Since the conclusion of the argument in this case the Court of Appeal has also considered the principles for exercise of this discretion in Patel v SinghCourt of Appeal (Civil Division) 13.12.2002 – Peter Gibson L.J., Sir Anthony Evans. The Court of Appeal in that case cited Duer v Frazer and confirmed that the loss of the right to execute after six years called for an explanation for the delay from the judgment creditor before permission to execute could be given. This requirement contrasted with the absence of any requirement on the debtor to show prejudice resulting from the delay. Given that the general rule is that execution will not be allowed after six years, the creditor is required to show circumstances which take the case out of the ordinary. Unfortunately a copy of the full transcript of the judgment in Patel v Singh is not yet available.

74.

In Patel v Singh the judgment creditor had taken no steps to enforce the debt and had failed to instruct lawyers to enforce the debt in Germany to where the debtor had moved shortly after the judgment.

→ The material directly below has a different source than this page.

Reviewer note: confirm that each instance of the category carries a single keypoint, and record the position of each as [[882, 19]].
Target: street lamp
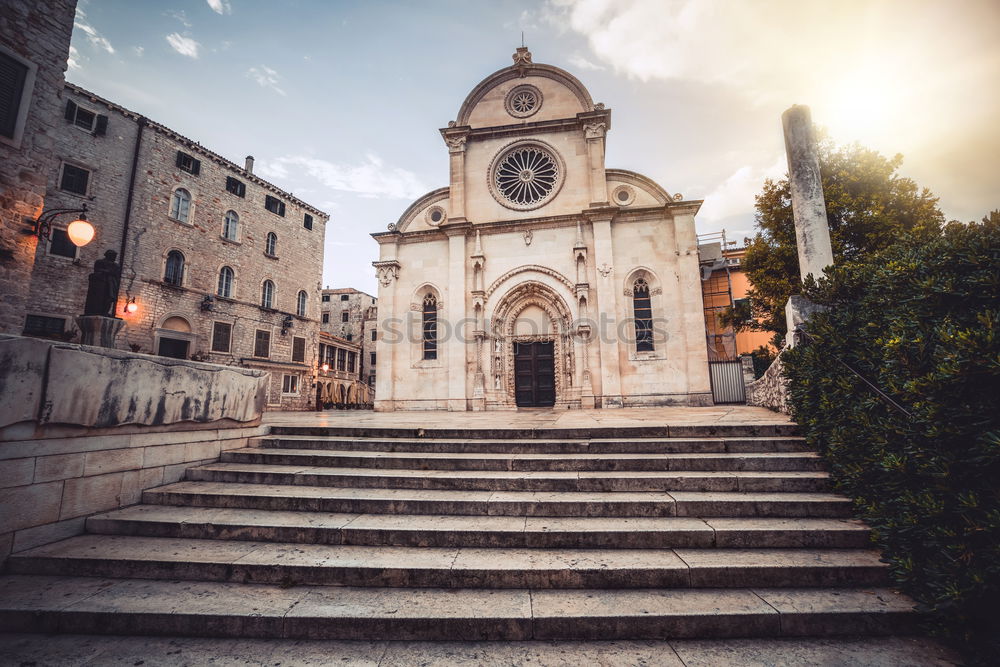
[[80, 231]]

In Duer v Frazer, although the creditor had from time to time commissioned enquiries, there had also been no attempt at enforcement proceedings and there was positive evidence that the debtor had suffered prejudice as a result of the delay in that his financial circumstances had changed.

75.

In contrast, in the present case the judgment creditor has given an explanation of the delay which takes the case out of the ordinary. From January 1993, when the Claimants acquired the status of judgment creditors, until about May or June 1998 when, as I understand it, the Claimants were notified of the decision against them by the Supreme Court of Romania, the Claimants were continuously involved in enforcement proceedings in the country in which the Defendants principally carry on business. This is not, therefore, a case where the creditor has sat back or where the debtor could have been led to believe that the debt would not be enforced. Admittedly, there was considerable delay after the conclusion of the Romanian proceedings. This period of delay exceeded that which was reasonable for recuperation and reconsideration after the long and no doubt costly failure in those proceedings. But I do not believe that that, in itself, should lead to the Claimants being refused permission to enforce. In my judgment the interests of justice point to permission being given to enforce in this unusual case.

76.

The Claimants’ application to enter judgment raises a question of the amount for which judgment should be entered. I have heard no argument on this, but one matter of principle would appear to arise. In Lowsley v Forbes [1999] A.C. 329 the House of Lords ruled that proceedings to execute a judgment were not “an action upon … any judgment” for the purpose of section 24 (1) of the Limitation Act 1980. But they also held that section 24 (2) which provides that:

“No arrears of interest in respect of any judgment debt shall be recovered after the expiration of six years from the date on which the interest became due.”

applies to interest accruing on any judgments and not just in an action to enforce the judgment. Thus only interest accruing in the last six years is recoverable when a judgment is executed. My first impression is that, as a matter of principle, there is no reason why section 24 (2) should not apply to interest accruing on the Claimants’ award given that, for enforcement purposes, the award has had the status of a judgment since January 1993. It seems to me that the Claimants should be in no better position regarding recovery of interest than they would have been in had they actually entered judgment in terms of the award under the January 1993 order. However, as I have heard no argument on the issue of interest I express no final view.

77.

The result, therefore, is that I allow the Claimants’ application to enforce the award in the same manner as a judgment in accordance with the order of 25th January 1993 and I reject the Defendants’ application to set that order aside. Permission to enter judgment will have to await the outcome of any argument as to the amount of interest recoverable.

Good Challenger Navegante S.A. v Metalexportimport S.A.